Osler was involved in the creation of the Road Runners Club of America with Olympian Browning Ross; together they were elected as co-secretaries in 1959 and were among the four first official elected officers of the newly formed club. He served on the Amateur Athletic Union Standards Committee in 1979. He has been credited with helping to popularize the idea of walk breaks among US marathon runners.

In 1980, Osler was inducted into the Road Runners Club of America Hall of fame.

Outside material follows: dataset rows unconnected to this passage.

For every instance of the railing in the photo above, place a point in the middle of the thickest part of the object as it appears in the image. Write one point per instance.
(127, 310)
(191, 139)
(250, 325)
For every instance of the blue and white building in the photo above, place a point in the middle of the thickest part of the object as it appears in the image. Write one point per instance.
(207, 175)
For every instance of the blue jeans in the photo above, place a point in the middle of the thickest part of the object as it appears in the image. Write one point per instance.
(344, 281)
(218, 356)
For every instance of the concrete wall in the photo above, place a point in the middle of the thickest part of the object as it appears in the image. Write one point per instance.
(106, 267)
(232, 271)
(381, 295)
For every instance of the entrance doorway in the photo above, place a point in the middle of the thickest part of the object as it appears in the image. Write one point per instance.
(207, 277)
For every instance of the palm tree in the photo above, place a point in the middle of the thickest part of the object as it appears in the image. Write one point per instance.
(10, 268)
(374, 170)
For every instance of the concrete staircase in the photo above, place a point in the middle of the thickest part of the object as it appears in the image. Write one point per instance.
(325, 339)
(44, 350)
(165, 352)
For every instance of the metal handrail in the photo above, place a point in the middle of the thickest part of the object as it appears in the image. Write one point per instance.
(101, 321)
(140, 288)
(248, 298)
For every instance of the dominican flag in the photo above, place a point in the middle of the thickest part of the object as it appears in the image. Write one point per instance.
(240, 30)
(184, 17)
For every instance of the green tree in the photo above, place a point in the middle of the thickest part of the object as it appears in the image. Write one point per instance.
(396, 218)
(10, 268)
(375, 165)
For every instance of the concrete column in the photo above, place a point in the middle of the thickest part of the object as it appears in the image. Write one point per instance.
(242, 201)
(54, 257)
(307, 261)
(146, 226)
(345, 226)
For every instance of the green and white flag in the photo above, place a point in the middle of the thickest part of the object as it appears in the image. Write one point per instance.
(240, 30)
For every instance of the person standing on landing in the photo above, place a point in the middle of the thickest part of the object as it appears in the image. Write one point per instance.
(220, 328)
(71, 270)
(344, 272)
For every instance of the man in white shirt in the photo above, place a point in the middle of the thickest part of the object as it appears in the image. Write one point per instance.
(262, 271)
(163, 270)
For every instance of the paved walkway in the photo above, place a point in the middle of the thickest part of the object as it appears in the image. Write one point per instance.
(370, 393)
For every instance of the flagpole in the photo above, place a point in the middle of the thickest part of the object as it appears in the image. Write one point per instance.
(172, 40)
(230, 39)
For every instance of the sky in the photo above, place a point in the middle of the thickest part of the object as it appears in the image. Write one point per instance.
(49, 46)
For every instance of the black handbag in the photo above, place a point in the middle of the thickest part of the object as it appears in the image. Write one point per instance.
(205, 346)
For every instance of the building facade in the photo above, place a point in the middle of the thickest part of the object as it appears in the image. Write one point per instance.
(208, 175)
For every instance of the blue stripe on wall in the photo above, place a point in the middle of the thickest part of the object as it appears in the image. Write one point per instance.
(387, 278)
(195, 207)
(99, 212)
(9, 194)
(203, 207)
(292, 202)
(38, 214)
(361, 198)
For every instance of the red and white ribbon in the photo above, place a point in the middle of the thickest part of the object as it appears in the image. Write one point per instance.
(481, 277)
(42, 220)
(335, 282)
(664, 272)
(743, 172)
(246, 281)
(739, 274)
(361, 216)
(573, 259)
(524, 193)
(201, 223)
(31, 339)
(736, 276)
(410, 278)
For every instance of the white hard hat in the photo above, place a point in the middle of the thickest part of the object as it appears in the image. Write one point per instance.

===Running publications===
Osler was the author of several books and booklets on running:
- Guide to Long Distance Running (a 20-page booklet coauthored with Edward Dodd) was published in 1965 by the South Jersey Track Club.
- The Conditioning of Distance Runners (a 29-page booklet) was published in 1967 by the Long Distance Log. It was reprinted in 1984–1985 in Runner's World magazine and reprinted with a new foreword by Amby Burfoot in 2019.
- Serious Runner's Handbook: Answers to Hundreds of your Running Questions (187 pages) was published by World Publications in 1978.
- Ultramarathoning: The Next Challenge (299 pages, coauthored with Edward Dodd) was also published by World Publications, in 1979.

==Personal life and death==
Osler was a resident of Glassboro, New Jersey.

Osler died on March 26, 2023, at the age of 82.